High retail inflation can force consumers to pull back on purchases of discretionary items like chocolate. However, the recent declines in year-over-year inflation in the US and the Euro zone should give a boost to chocolate demand in both regions and should underpin cocoa prices going forward. March cocoa was able to rebound from early pressure and retested Thursday’s high before finishing Friday’s trading session with a moderate gain. For the week, March cocoa finished with a gain of 52 points (up 2.1%) which was a second positive weekly result in a row.
Fed Chair Powell’s speech last Wednesday may be an early indicator of improving coffee demand, as his suggestion that the Fed may pull back on the size of upcoming rate hikes may be due to a pullback in inflation that should benefit restaurant and retail shop demand prospects. With the market already benefiting from a bullish longer-term supply outlook, coffee prices should stay well clear of their mid-November lows. March coffee saw downside follow-through from Thursday’s wide-sweeping outside-day down close, but held above Monday’s weekly low before finishing Friday’s trading session with a moderate loss.

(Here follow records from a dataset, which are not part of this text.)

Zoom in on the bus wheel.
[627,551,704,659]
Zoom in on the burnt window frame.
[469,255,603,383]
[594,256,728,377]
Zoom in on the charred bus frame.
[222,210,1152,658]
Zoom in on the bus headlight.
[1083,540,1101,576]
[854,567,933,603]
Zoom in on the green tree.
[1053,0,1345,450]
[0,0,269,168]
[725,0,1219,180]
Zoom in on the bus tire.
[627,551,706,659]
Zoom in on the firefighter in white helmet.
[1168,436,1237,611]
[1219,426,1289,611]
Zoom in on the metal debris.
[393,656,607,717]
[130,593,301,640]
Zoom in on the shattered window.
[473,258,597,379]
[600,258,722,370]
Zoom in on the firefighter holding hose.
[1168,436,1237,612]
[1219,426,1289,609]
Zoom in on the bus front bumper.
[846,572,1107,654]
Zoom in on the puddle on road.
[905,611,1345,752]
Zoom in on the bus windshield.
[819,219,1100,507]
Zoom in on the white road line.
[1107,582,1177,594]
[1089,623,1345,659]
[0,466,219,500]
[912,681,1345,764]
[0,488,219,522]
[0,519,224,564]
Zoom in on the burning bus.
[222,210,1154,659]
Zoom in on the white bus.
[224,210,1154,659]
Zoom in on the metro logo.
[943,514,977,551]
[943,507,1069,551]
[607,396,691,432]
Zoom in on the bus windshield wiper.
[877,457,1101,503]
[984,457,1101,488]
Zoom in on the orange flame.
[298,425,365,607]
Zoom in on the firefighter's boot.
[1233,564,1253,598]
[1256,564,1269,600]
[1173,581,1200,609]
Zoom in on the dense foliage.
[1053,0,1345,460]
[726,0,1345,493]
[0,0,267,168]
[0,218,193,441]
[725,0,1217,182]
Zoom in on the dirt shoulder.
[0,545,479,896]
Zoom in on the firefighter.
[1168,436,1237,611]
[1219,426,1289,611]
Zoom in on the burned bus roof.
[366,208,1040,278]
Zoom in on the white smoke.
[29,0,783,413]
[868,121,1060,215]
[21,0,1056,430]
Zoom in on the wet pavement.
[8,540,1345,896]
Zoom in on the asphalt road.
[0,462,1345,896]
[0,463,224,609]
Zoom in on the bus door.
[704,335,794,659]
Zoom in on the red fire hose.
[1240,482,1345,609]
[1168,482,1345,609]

For the week, March coffee finished with a loss of 2.45 cents (down 1.5%) which was third negative weekly result over the past 4 weeks and was a negative weekly reversal from last Thursday’s 4-week high.
The surge higher in the China stock market at the start of this week is a positive force. March cotton closed sharply lower on Friday after trading to its highest level in two weeks on Thursday. The stock market broke early in the session after the US jobs report came in higher than expected on fears that this would encourage the US Fed to stay the course on tightening, and this may have scared cotton longs to liquidate. The dollar was also higher early in last Friday’s session, which was negative for cotton.

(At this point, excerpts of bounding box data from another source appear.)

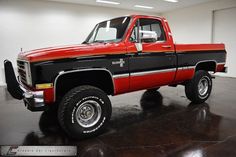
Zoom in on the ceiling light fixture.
[96,0,120,5]
[164,0,179,3]
[134,5,153,9]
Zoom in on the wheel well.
[195,61,216,72]
[55,70,114,100]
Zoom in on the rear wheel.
[185,70,212,104]
[58,86,111,139]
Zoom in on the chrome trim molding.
[113,73,129,79]
[130,68,177,76]
[53,68,115,102]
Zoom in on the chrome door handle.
[161,45,171,48]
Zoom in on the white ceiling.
[49,0,217,13]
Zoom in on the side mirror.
[135,43,143,52]
[139,30,158,43]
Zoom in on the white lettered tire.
[58,85,112,139]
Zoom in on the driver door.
[128,18,176,91]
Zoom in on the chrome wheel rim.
[76,100,102,128]
[198,77,209,96]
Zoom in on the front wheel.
[58,86,112,139]
[185,70,212,104]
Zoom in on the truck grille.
[17,60,27,85]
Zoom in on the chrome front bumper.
[20,86,46,111]
[4,60,47,111]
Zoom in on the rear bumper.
[4,60,46,111]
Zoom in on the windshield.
[85,17,130,43]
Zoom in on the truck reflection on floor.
[23,90,221,156]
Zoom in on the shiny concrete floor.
[0,77,236,157]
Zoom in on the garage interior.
[0,0,236,157]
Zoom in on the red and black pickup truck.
[4,15,226,138]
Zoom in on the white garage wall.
[213,7,236,77]
[0,0,157,85]
[162,0,236,43]
[162,0,236,77]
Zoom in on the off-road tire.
[185,70,212,104]
[58,85,112,139]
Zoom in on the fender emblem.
[112,59,125,67]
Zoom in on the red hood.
[18,43,125,62]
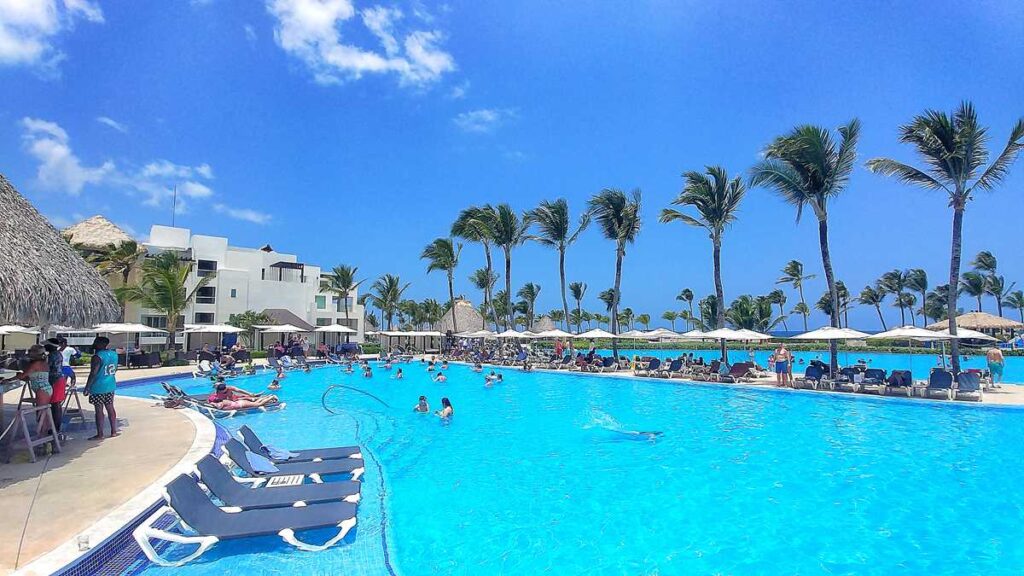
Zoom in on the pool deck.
[0,367,215,575]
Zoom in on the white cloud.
[96,116,128,134]
[453,108,515,133]
[0,0,103,74]
[449,80,469,100]
[213,204,270,224]
[266,0,456,86]
[22,118,116,196]
[242,24,256,46]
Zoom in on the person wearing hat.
[85,336,121,440]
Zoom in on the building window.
[142,315,167,330]
[196,260,217,278]
[196,286,217,304]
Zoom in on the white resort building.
[63,216,365,345]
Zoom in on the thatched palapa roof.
[0,175,121,327]
[437,299,483,334]
[60,215,132,250]
[928,312,1024,330]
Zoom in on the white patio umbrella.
[866,326,953,372]
[92,322,174,366]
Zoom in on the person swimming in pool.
[434,397,455,420]
[413,396,430,414]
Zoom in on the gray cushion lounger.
[196,456,360,510]
[239,425,362,463]
[132,475,355,566]
[223,438,364,482]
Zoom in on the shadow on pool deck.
[0,392,196,574]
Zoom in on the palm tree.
[906,268,928,326]
[867,101,1024,377]
[722,294,781,330]
[637,314,650,330]
[751,119,860,373]
[528,198,590,338]
[775,260,814,332]
[452,204,498,329]
[985,274,1017,318]
[588,188,640,358]
[659,166,746,358]
[114,252,210,349]
[767,288,790,331]
[86,240,146,322]
[857,286,888,332]
[676,288,693,318]
[469,268,498,328]
[327,264,362,332]
[493,204,529,324]
[569,282,587,332]
[876,269,907,326]
[959,271,986,312]
[420,238,462,333]
[369,274,409,330]
[1002,290,1024,323]
[662,310,679,332]
[516,282,541,330]
[548,308,567,327]
[971,250,998,275]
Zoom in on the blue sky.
[0,0,1024,328]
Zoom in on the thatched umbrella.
[0,175,121,326]
[437,299,483,334]
[60,215,132,250]
[928,312,1024,330]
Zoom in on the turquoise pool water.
[600,344,1024,384]
[123,363,1024,576]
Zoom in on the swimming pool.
[123,363,1024,575]
[599,344,1024,384]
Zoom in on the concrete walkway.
[0,383,214,574]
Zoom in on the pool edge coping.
[13,391,217,576]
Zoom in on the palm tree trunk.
[503,246,515,330]
[483,242,498,330]
[609,243,626,362]
[818,217,840,374]
[946,203,962,375]
[558,248,572,354]
[449,269,459,334]
[797,282,807,332]
[712,237,729,364]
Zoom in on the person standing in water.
[85,336,121,440]
[774,343,793,387]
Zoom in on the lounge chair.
[196,455,362,510]
[222,438,365,484]
[634,358,662,376]
[132,475,356,567]
[882,370,913,398]
[953,372,983,402]
[239,425,362,463]
[925,370,954,400]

Sugar prices remain well below their mid-November highs as they have not received consistent carryover support from key outside markets. With the market looking at a sizable global production surplus this season, sugar remains vulnerable to a sizable downside move this week. March sugar could not hold onto mild early gains as it came under pressure and finished Friday’s trading session with a moderate loss. For the week, March sugar finished with a gain of 15 ticks (up 0.8%) which was fourth positive weekly result over the past 5 week and was a positive weekly reversal last from Monday’s 3 1/2 week low.